I skimmed the shelves again until I got to one called "The Man Who Tried to Save Him," in black. Was it a book on my death? I wondered. I pulled it from the shelf and opened it to the first page; it had details of him appearing when Valley hovered over me. She described feeling great pain watching me die. It spoke of an older man helping me into a room where no one could see. He told her he used to do black market merges if she had any chips on her. She removed two from her pocket and was asked to lie on the bed beside me before she was put to sleep.
The man she described reminded me of the Black Thread Order, a notorious underground biker gang in Thesira. I could almost smell the oil and iron again—the echo of engines revving beneath the city, the faint music that used to leak from their hidden tunnels. They sold forbidden tech and merges for people who were in love but not compatible enough for the weaver.
Something in the air shifted—like the library had started listening to me.
Suddenly, before my eyes, the book began to fill with more information. Ink bled across the pages in shimmering threads, weaving words faster than I could read.
The book grew warm in my hands, pulsing with light until its spine cracked wider absorbing everything I knew about it.
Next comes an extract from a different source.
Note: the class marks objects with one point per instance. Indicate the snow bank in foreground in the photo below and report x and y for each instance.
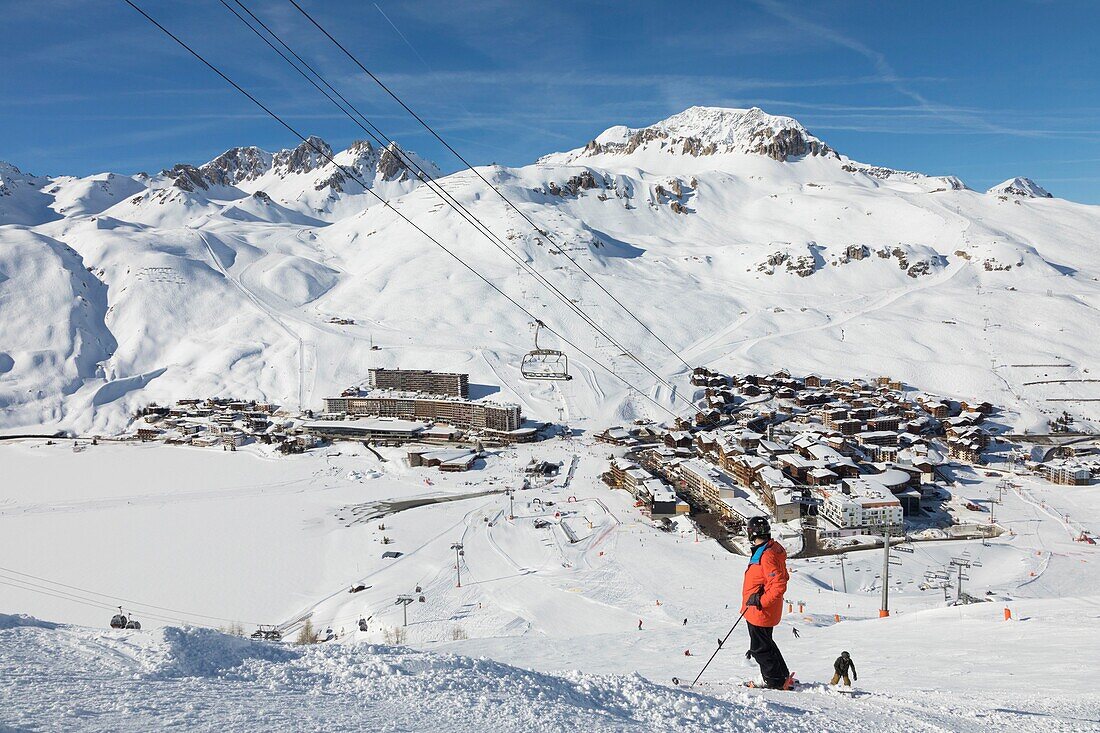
(14, 621)
(208, 653)
(74, 678)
The book's title changed to "Soul Woven Underground," becoming a tangible item that showed us merging in the present time.
What was mine now became hers.
I closed it and put it back on the shelf. The air around it thrummed faintly, as if the library itself had taken a breath. I didn't know what I had just done, but I had to see how it played out for myself.
Would that information help her, or hurt her?
The library beneath the snow didn't answer. It only breathed—soft and endless, like the wind above us.